Un cráneo casi completo, con una protuberancia en la frente que recuerda a un cuerno de unicornio, fue hallado en la cueva de Petralona, cerca de Tesalónica, en 1960. Un estudio reciente determina que su edad mínima es de 300.000 años.
Para datarlo, los investigadores emplearon la datación uranio-torio sobre la calcita que recubría el cráneo. La calcita se forma con el agua de la cueva y, en ese proceso, captura uranio que con el tiempo se transforma en torio. Al medir la relación entre uranio y torio, se estima cuánto tiempo ha pasado desde la formación de esa capa, y, por ende, la antigüedad de la cobertura calcítica que selló el fósil.

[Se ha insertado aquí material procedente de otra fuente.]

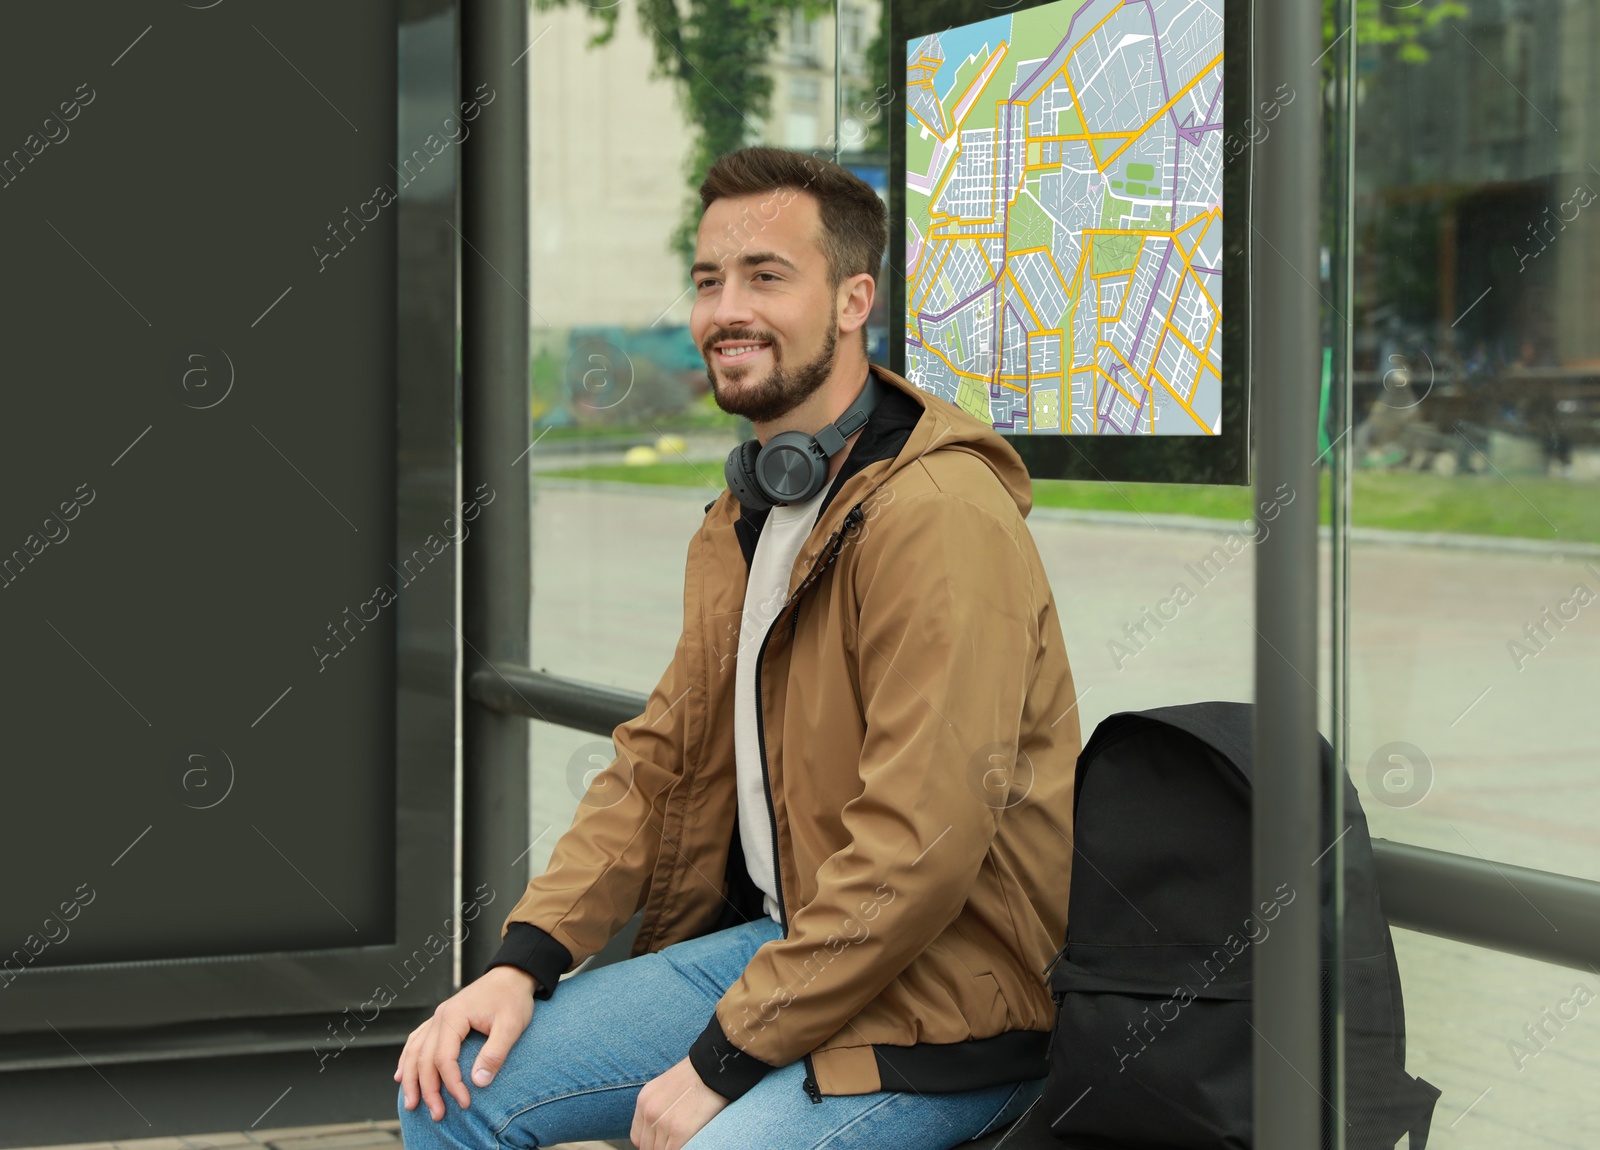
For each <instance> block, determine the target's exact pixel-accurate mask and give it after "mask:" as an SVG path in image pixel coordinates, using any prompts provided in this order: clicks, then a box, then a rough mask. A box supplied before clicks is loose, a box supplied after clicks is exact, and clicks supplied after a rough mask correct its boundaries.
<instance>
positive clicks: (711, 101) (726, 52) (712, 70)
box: [531, 0, 834, 262]
mask: <svg viewBox="0 0 1600 1150" xmlns="http://www.w3.org/2000/svg"><path fill="white" fill-rule="evenodd" d="M531 3H533V8H534V10H536V11H549V10H552V8H570V6H578V5H582V6H586V8H589V13H590V16H592V18H594V21H595V24H597V29H595V34H594V35H592V37H590V38H589V46H590V48H595V46H600V45H603V43H608V42H610V40H611V37H613V35H614V34H616V22H618V18H619V14H621V2H619V0H618V2H614V3H605V5H603V6H602V5H600V3H595V2H592V0H531ZM637 10H638V27H640V30H642V32H643V34H645V37H646V38H648V40H650V43H651V48H653V51H654V69H653V72H651V75H653V77H658V78H667V80H672V82H674V86H675V88H677V91H678V98H680V99H682V101H683V110H685V115H686V118H688V123H690V126H691V130H693V133H694V139H693V146H691V149H690V157H688V163H686V165H685V173H683V174H685V178H686V181H688V194H686V197H685V202H683V214H682V218H680V221H678V227H677V230H675V232H674V234H672V242H670V246H672V250H674V251H677V253H678V254H680V256H683V258H685V262H688V259H691V258H693V253H694V232H696V227H698V222H699V195H698V189H699V186H701V181H704V179H706V171H707V170H709V168H710V165H712V163H714V162H715V160H717V157H720V155H725V154H728V152H733V150H734V149H739V147H744V146H746V144H752V142H755V141H757V139H760V134H762V125H763V123H765V120H766V115H768V112H770V109H771V99H773V77H771V70H770V69H768V67H766V62H768V59H771V54H773V50H774V48H776V46H778V40H779V34H781V32H782V24H784V21H786V19H787V18H789V13H794V11H800V13H803V14H805V16H806V18H808V19H811V18H816V16H819V14H824V13H830V11H832V10H834V5H832V3H830V2H829V0H637Z"/></svg>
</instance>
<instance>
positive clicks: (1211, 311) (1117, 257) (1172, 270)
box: [906, 0, 1222, 437]
mask: <svg viewBox="0 0 1600 1150" xmlns="http://www.w3.org/2000/svg"><path fill="white" fill-rule="evenodd" d="M1221 301H1222V0H1088V2H1086V3H1085V0H1059V2H1058V3H1046V5H1042V6H1037V8H1030V10H1026V11H1018V13H1013V14H1008V16H997V18H994V19H986V21H981V22H976V24H966V26H962V27H954V29H949V30H944V32H938V34H933V35H922V37H912V38H907V40H906V376H907V379H910V381H912V382H914V384H917V385H918V387H922V389H925V390H928V392H931V393H934V395H941V397H942V398H946V400H950V401H952V403H955V405H958V406H960V408H963V409H965V411H970V413H971V414H974V416H978V417H979V419H986V421H989V422H990V424H992V425H994V429H995V430H997V432H1002V433H1006V435H1213V437H1214V435H1221V430H1222V333H1221Z"/></svg>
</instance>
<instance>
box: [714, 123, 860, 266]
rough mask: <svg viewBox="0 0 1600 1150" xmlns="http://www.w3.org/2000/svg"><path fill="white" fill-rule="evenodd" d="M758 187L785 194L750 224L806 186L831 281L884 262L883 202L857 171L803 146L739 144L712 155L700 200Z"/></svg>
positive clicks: (753, 189)
mask: <svg viewBox="0 0 1600 1150" xmlns="http://www.w3.org/2000/svg"><path fill="white" fill-rule="evenodd" d="M763 192H790V195H789V197H787V198H782V200H781V202H779V198H774V200H770V202H768V203H763V205H762V206H760V208H758V210H757V214H758V216H763V219H762V221H758V222H757V224H755V226H754V227H755V229H757V230H758V229H760V224H763V222H770V221H773V219H776V213H778V210H781V208H782V205H786V203H789V202H790V200H792V198H794V195H792V192H808V194H810V195H813V197H816V200H818V206H819V208H821V216H822V235H821V237H819V243H821V248H822V254H824V256H827V272H829V278H830V280H832V286H835V288H837V286H838V285H840V283H842V282H843V280H845V278H846V277H850V275H861V274H862V272H866V274H867V275H870V277H872V278H874V280H877V277H878V266H880V264H882V262H883V248H885V246H886V245H888V213H886V211H885V210H883V202H882V200H880V198H878V194H877V192H874V190H872V186H870V184H867V182H866V181H864V179H861V178H859V176H856V174H853V173H850V171H846V170H845V168H840V166H838V165H837V163H830V162H829V160H821V158H818V157H814V155H805V154H803V152H787V150H784V149H781V147H741V149H739V150H738V152H728V154H726V155H725V157H722V158H720V160H717V162H715V163H714V165H712V166H710V171H707V173H706V182H704V184H701V206H702V208H709V206H710V205H712V203H714V202H715V200H731V198H736V197H744V195H762V194H763Z"/></svg>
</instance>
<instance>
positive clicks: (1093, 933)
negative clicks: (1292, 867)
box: [1019, 702, 1438, 1150]
mask: <svg viewBox="0 0 1600 1150" xmlns="http://www.w3.org/2000/svg"><path fill="white" fill-rule="evenodd" d="M1251 713H1253V707H1251V705H1250V704H1240V702H1200V704H1189V705H1182V707H1162V709H1157V710H1144V712H1123V713H1118V715H1112V717H1109V718H1107V720H1104V721H1102V723H1101V725H1099V726H1098V728H1096V729H1094V734H1093V737H1091V739H1090V741H1088V745H1085V749H1083V753H1082V755H1080V757H1078V765H1077V787H1075V793H1074V827H1075V853H1074V865H1072V892H1070V904H1069V926H1067V937H1066V945H1064V947H1062V950H1061V953H1059V955H1058V956H1056V961H1054V963H1053V964H1051V968H1050V969H1048V971H1046V974H1048V980H1050V987H1051V995H1053V998H1054V1000H1056V1004H1058V1016H1056V1028H1054V1033H1053V1036H1051V1046H1050V1075H1048V1078H1046V1081H1045V1089H1043V1094H1042V1097H1040V1099H1038V1102H1037V1104H1035V1107H1034V1108H1032V1112H1030V1115H1029V1118H1027V1120H1026V1121H1024V1123H1019V1126H1027V1129H1029V1131H1030V1132H1032V1134H1030V1137H1026V1139H1022V1142H1024V1144H1038V1142H1040V1139H1038V1137H1037V1134H1038V1132H1042V1131H1046V1129H1048V1131H1050V1134H1051V1136H1054V1139H1058V1140H1059V1142H1058V1144H1066V1145H1069V1147H1080V1148H1083V1150H1118V1148H1125V1147H1141V1148H1146V1147H1163V1148H1171V1150H1178V1148H1186V1150H1187V1148H1189V1147H1194V1148H1195V1150H1198V1148H1202V1147H1203V1148H1205V1150H1221V1148H1230V1150H1248V1147H1251V1145H1253V1136H1251V1124H1253V1120H1251V1094H1253V1089H1251V1049H1253V1043H1251V1038H1253V1035H1251V1027H1250V1011H1251V980H1250V972H1251V955H1253V947H1254V945H1256V944H1261V942H1266V940H1267V939H1269V937H1270V931H1272V920H1274V918H1277V916H1278V913H1282V910H1283V907H1288V905H1290V904H1293V902H1294V899H1318V897H1320V899H1322V902H1320V904H1317V905H1320V907H1328V905H1331V894H1333V868H1331V867H1318V868H1317V875H1318V878H1314V876H1312V875H1306V876H1304V881H1299V883H1285V884H1282V886H1278V888H1277V892H1275V897H1274V900H1272V902H1269V904H1266V905H1264V907H1261V908H1254V910H1253V908H1251V905H1250V900H1251V894H1250V856H1251V849H1250V845H1251V830H1250V819H1251V814H1250V806H1251V758H1253V742H1254V737H1253V731H1251ZM1322 755H1323V768H1325V769H1326V768H1328V765H1330V763H1331V758H1333V749H1331V747H1330V745H1328V742H1326V739H1323V741H1322ZM1344 822H1346V827H1347V832H1346V835H1344V897H1346V905H1344V937H1346V955H1347V958H1346V966H1344V979H1346V982H1344V987H1346V1084H1347V1088H1346V1099H1344V1105H1342V1115H1344V1120H1346V1121H1347V1123H1349V1128H1347V1129H1346V1147H1347V1150H1394V1145H1395V1144H1397V1142H1398V1140H1400V1137H1402V1136H1403V1134H1406V1132H1408V1131H1410V1134H1411V1150H1422V1148H1424V1147H1426V1145H1427V1131H1429V1123H1430V1121H1432V1115H1434V1104H1435V1102H1437V1099H1438V1089H1435V1088H1434V1086H1430V1084H1429V1083H1426V1081H1422V1080H1419V1078H1413V1076H1410V1075H1408V1073H1406V1072H1405V1008H1403V1004H1402V998H1400V971H1398V968H1397V966H1395V953H1394V942H1392V939H1390V936H1389V923H1387V920H1386V918H1384V912H1382V907H1381V905H1379V900H1378V881H1376V867H1374V862H1373V845H1371V838H1370V837H1368V832H1366V816H1365V814H1363V813H1362V806H1360V801H1358V800H1357V795H1355V787H1354V785H1352V784H1350V779H1349V776H1346V779H1344ZM1330 857H1331V856H1330ZM1318 888H1320V889H1318ZM1323 921H1325V936H1326V916H1325V920H1323ZM1325 945H1326V944H1325ZM1330 977H1331V969H1330V964H1325V966H1323V972H1322V979H1323V988H1325V990H1326V987H1328V982H1330ZM1318 1089H1322V1091H1323V1092H1326V1089H1325V1088H1323V1086H1318ZM1019 1132H1021V1131H1019Z"/></svg>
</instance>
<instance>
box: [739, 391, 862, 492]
mask: <svg viewBox="0 0 1600 1150" xmlns="http://www.w3.org/2000/svg"><path fill="white" fill-rule="evenodd" d="M878 387H880V385H878V381H877V379H875V377H874V374H872V371H870V369H869V371H867V381H866V384H864V385H862V389H861V392H859V393H858V395H856V398H854V400H853V401H851V405H850V406H848V408H845V409H843V411H842V413H840V416H838V419H835V421H834V422H830V424H829V425H827V427H824V429H821V430H819V432H818V433H816V435H808V433H805V432H778V435H773V437H771V438H770V440H768V441H766V443H765V445H763V443H762V441H760V440H746V441H744V443H741V445H739V446H736V448H734V449H733V451H731V453H730V454H728V462H726V464H725V465H723V473H725V477H726V480H728V489H730V491H733V494H734V497H736V499H738V501H739V502H741V504H742V505H746V507H749V509H752V510H766V509H770V507H774V505H786V504H803V502H805V501H806V499H811V497H813V496H814V494H816V493H818V491H821V489H822V483H826V481H827V464H829V459H832V457H834V456H837V454H838V453H840V451H843V449H845V443H846V440H850V437H851V435H854V433H856V432H858V430H861V427H862V425H864V424H866V422H867V417H869V416H870V414H872V409H874V408H875V406H877V405H878V397H880V390H878Z"/></svg>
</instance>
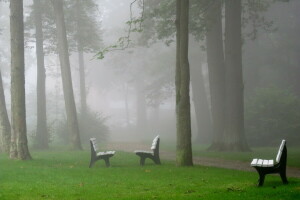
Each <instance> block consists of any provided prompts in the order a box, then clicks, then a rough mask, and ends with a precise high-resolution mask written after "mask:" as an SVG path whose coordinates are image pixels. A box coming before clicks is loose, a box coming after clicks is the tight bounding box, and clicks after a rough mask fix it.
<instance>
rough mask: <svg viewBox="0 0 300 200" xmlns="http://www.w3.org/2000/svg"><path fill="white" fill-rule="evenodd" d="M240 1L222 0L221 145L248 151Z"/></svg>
mask: <svg viewBox="0 0 300 200" xmlns="http://www.w3.org/2000/svg"><path fill="white" fill-rule="evenodd" d="M241 11H242V6H241V1H235V0H227V1H225V67H226V111H225V113H226V121H225V131H224V137H223V147H222V148H223V149H225V150H236V151H248V150H249V147H248V145H247V142H246V138H245V133H244V83H243V69H242V34H241V30H242V21H241V14H242V13H241Z"/></svg>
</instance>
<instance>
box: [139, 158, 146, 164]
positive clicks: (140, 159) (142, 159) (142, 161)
mask: <svg viewBox="0 0 300 200" xmlns="http://www.w3.org/2000/svg"><path fill="white" fill-rule="evenodd" d="M145 160H146V157H143V156H141V159H140V165H141V166H144V165H145Z"/></svg>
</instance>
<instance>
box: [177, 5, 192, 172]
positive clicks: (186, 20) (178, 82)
mask: <svg viewBox="0 0 300 200" xmlns="http://www.w3.org/2000/svg"><path fill="white" fill-rule="evenodd" d="M188 23H189V0H177V1H176V27H177V32H176V44H177V47H176V48H177V49H176V77H175V85H176V120H177V122H176V126H177V147H176V163H177V165H179V166H192V165H193V157H192V144H191V136H192V135H191V114H190V95H189V92H190V89H189V86H190V71H189V61H188V42H189V29H188Z"/></svg>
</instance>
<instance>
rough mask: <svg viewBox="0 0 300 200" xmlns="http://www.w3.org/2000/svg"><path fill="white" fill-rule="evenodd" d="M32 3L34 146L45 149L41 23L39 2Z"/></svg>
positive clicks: (42, 47)
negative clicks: (34, 63) (34, 77)
mask: <svg viewBox="0 0 300 200" xmlns="http://www.w3.org/2000/svg"><path fill="white" fill-rule="evenodd" d="M33 3H34V22H35V38H36V58H37V128H36V141H35V146H36V147H37V148H41V149H47V148H48V147H49V146H48V142H49V136H48V130H47V114H46V83H45V82H46V74H45V64H44V47H43V40H44V36H43V22H42V13H41V2H40V0H34V1H33Z"/></svg>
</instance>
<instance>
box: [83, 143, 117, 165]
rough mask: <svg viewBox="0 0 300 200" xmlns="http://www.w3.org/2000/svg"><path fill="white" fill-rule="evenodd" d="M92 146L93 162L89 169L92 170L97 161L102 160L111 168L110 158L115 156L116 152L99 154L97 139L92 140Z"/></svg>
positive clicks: (99, 152) (103, 152)
mask: <svg viewBox="0 0 300 200" xmlns="http://www.w3.org/2000/svg"><path fill="white" fill-rule="evenodd" d="M90 144H91V161H90V166H89V167H90V168H91V167H92V166H93V165H94V163H95V162H96V161H97V160H101V159H103V160H104V161H105V164H106V167H109V166H110V163H109V158H110V157H112V156H113V155H115V151H104V152H97V151H98V145H97V143H96V138H91V139H90Z"/></svg>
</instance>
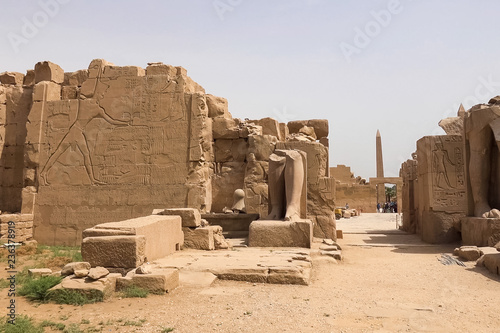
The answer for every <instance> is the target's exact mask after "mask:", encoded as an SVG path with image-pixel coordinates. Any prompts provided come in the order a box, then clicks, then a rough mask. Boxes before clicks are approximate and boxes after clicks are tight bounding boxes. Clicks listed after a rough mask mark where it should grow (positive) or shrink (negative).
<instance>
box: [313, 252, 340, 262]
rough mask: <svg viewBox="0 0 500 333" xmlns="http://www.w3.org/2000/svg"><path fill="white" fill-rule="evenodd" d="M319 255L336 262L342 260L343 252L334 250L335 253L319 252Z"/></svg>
mask: <svg viewBox="0 0 500 333" xmlns="http://www.w3.org/2000/svg"><path fill="white" fill-rule="evenodd" d="M319 253H320V254H321V255H324V256H330V257H332V258H334V259H336V260H342V252H340V251H337V250H333V251H323V250H322V251H319Z"/></svg>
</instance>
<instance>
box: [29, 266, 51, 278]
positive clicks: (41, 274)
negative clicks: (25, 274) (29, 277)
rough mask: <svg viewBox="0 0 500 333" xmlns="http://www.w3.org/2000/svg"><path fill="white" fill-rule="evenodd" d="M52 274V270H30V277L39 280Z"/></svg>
mask: <svg viewBox="0 0 500 333" xmlns="http://www.w3.org/2000/svg"><path fill="white" fill-rule="evenodd" d="M51 274H52V270H51V269H50V268H31V269H28V275H29V276H31V277H32V278H37V277H41V276H49V275H51Z"/></svg>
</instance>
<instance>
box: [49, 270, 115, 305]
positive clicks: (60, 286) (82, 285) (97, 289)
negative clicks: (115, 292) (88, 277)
mask: <svg viewBox="0 0 500 333" xmlns="http://www.w3.org/2000/svg"><path fill="white" fill-rule="evenodd" d="M115 288H116V278H109V279H108V278H102V279H99V280H95V281H94V280H91V279H80V278H76V277H75V276H74V275H72V276H68V277H66V278H64V279H63V280H62V281H61V283H60V284H58V285H57V286H55V287H53V288H51V289H50V292H51V293H57V292H59V291H61V290H64V289H68V290H74V291H78V292H81V293H82V294H89V293H92V295H93V296H97V297H101V298H102V299H105V298H107V297H109V296H111V295H112V293H113V292H114V291H115Z"/></svg>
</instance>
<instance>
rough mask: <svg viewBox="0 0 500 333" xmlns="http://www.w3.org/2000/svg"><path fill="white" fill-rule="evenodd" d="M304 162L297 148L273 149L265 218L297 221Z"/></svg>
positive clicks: (303, 167) (271, 161)
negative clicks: (275, 149)
mask: <svg viewBox="0 0 500 333" xmlns="http://www.w3.org/2000/svg"><path fill="white" fill-rule="evenodd" d="M304 177H305V174H304V163H303V157H302V154H301V153H300V152H299V151H297V150H279V149H277V150H275V151H274V154H271V156H270V157H269V202H270V206H271V212H270V213H269V215H268V216H267V217H266V218H265V219H266V220H285V221H297V220H299V219H300V218H301V196H302V190H303V186H304Z"/></svg>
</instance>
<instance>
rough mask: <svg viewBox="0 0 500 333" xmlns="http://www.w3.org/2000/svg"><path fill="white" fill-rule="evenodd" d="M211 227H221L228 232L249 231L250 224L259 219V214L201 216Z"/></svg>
mask: <svg viewBox="0 0 500 333" xmlns="http://www.w3.org/2000/svg"><path fill="white" fill-rule="evenodd" d="M201 218H202V219H205V220H207V221H208V223H210V224H211V225H220V226H221V227H222V230H223V231H224V232H226V231H248V230H249V228H250V223H252V222H253V221H255V220H257V219H258V218H259V214H224V213H215V214H201Z"/></svg>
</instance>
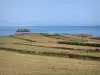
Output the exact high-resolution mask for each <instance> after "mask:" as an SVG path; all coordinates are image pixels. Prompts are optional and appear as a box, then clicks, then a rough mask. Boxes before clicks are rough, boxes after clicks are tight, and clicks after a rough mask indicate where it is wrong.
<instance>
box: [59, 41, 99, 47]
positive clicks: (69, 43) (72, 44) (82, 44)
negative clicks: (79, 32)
mask: <svg viewBox="0 0 100 75" xmlns="http://www.w3.org/2000/svg"><path fill="white" fill-rule="evenodd" d="M57 43H58V44H70V45H81V46H93V47H100V44H96V43H79V42H66V41H58V42H57Z"/></svg>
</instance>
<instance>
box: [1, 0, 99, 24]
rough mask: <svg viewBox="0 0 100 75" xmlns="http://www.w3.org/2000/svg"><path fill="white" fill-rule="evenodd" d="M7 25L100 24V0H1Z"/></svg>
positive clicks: (1, 5) (3, 22)
mask: <svg viewBox="0 0 100 75" xmlns="http://www.w3.org/2000/svg"><path fill="white" fill-rule="evenodd" d="M4 25H7V26H9V25H13V26H14V25H33V26H34V25H35V26H36V25H41V26H42V25H66V26H67V25H74V26H77V25H80V26H82V25H100V0H0V26H4Z"/></svg>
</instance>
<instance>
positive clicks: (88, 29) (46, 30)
mask: <svg viewBox="0 0 100 75" xmlns="http://www.w3.org/2000/svg"><path fill="white" fill-rule="evenodd" d="M18 28H27V29H30V30H31V31H32V32H41V33H42V32H46V33H71V34H79V33H89V34H92V35H95V36H100V26H0V35H11V34H14V33H15V32H16V30H17V29H18Z"/></svg>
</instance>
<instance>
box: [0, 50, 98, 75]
mask: <svg viewBox="0 0 100 75" xmlns="http://www.w3.org/2000/svg"><path fill="white" fill-rule="evenodd" d="M0 75H100V62H98V61H88V60H85V61H84V60H77V59H67V58H66V59H65V58H58V57H49V56H38V55H28V54H20V53H16V52H8V51H0Z"/></svg>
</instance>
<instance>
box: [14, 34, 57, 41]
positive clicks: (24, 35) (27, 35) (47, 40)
mask: <svg viewBox="0 0 100 75" xmlns="http://www.w3.org/2000/svg"><path fill="white" fill-rule="evenodd" d="M13 37H18V38H24V39H30V40H35V41H37V42H57V41H59V40H58V39H55V38H50V37H45V36H43V35H41V34H40V33H30V34H21V35H13Z"/></svg>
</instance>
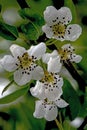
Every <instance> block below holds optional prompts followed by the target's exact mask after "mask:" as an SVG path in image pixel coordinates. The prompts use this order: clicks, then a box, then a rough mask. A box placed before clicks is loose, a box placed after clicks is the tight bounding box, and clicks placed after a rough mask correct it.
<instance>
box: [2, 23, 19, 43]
mask: <svg viewBox="0 0 87 130" xmlns="http://www.w3.org/2000/svg"><path fill="white" fill-rule="evenodd" d="M0 36H2V37H3V38H5V39H7V40H11V41H14V40H16V39H17V38H18V31H17V28H16V27H14V26H11V25H8V24H6V23H2V22H0Z"/></svg>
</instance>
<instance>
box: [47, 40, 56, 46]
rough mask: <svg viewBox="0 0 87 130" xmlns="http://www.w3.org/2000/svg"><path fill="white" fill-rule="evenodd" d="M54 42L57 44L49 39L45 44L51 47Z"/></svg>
mask: <svg viewBox="0 0 87 130" xmlns="http://www.w3.org/2000/svg"><path fill="white" fill-rule="evenodd" d="M55 42H57V40H53V39H50V40H48V41H47V42H46V45H52V44H54V43H55Z"/></svg>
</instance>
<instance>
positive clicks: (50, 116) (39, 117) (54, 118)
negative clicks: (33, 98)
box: [33, 97, 68, 121]
mask: <svg viewBox="0 0 87 130" xmlns="http://www.w3.org/2000/svg"><path fill="white" fill-rule="evenodd" d="M67 105H68V103H66V102H65V101H64V100H63V99H61V98H60V97H58V98H57V100H56V101H47V100H39V101H36V106H35V112H34V113H33V115H34V117H36V118H45V119H46V120H47V121H52V120H55V119H56V117H57V115H58V109H57V107H59V108H64V107H66V106H67Z"/></svg>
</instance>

Se tomaron tres muestras de la pared y el depósito más antiguo data de 539.000 años. Por consiguiente, si el cráneo estuvo en contacto directo con la pared desde el principio, su rango de edad oscilaría entre 277.000 y 539.000 años; si, en cambio, se depositó allí posteriormente, el rango sería de 277.000 a 410.000 años.
La curiosa “puntita” en forma de cuerno resultó ser una estalagmita formada durante miles de años, lo que la convierte en la clave para estimar la edad del fósil. A pesar de la ausencia de la mandíbula, la preservación permitió estudiar un cráneo prácticamente intacto. En cuanto a su pertenencia taxonómica, la morfología no se alinea plenamente con Homo sapiens ni con Neandertales, lo que sugiere posible pertenencia a Homo heidelbergensis, con notables similitudes respecto al cráneo de Kabwe, en Zambia, datado en unos 300.000 años.
“Asignar una edad a este cráneo es crucial para la evolución humana europea”, señalan los investigadores, subrayando su importancia para entender la diversidad y la dispersión de nuestros antepasados en el continente.